What about the spectrum of each transmitted signal over subcarriers?
If the OFDM signal has a rectangular frequency domain spectrum, then the time domain after IDFT is much like a sinc function. Do we need pulse shaping in this case, since sinc function already looks like pulse shape?
Your statement isn't strictly correct; the spectrum of an OFDM signal isn't a rectangular pulse. Think about it this way: OFDM is really just a method to efficiently modulate multiple low-rate narrowband signals that are sent simultaneously. Therefore, the OFDM signal's spectrum is really just the sum of the spectra of each of its narrowband components.

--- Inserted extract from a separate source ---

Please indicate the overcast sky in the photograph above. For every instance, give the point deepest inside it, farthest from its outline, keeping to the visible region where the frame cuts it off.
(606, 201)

For example, if your OFDM signal has 64 BPSK subcarriers, then its spectrum is equal to the spectra of 64 narrowband BPSK signals, spaced at the OFDM subcarrier spacing. If you were to estimate the OFDM signal's power spectrum with a wide enough resolution bandwidth, then the spectrum would appear to be rectangular. However, if you look closely enough at the signal's spectrum, you'll notice that it isn't flat.
Here is an example MATLAB script that demonstrates the phenomenon:
% generate random BPSK symbol vector; this is equal to the "low-resolution"
% spectrum, calculated with bin spacing synchronized with the OFDM
% subcarrier grid
X = 1 - 2 * (randn(64,1) > 0.5);
f = -0.5 + (0:length(X)-1) / 64;
% create time-domain OFDM symbol using the IFFT
x = ifft(X);
% calculate interpolated spectrum to see what it looks like between OFDM
% subcarrier centers
Sh = fftshift(fft(x,4096));
fh = -0.5 + (0:length(Sh)-1) / 4096;
figure;
plot(f,abs(X)); hold all; grid on;
plot(fh,abs(Sh));
legend('Regular', 'Interpolated');
As the modulated OFDM signal doesn't have a perfectly rectangular spectrum as you guessed, it does not necessarily have a sinc-like shape in the time domain either.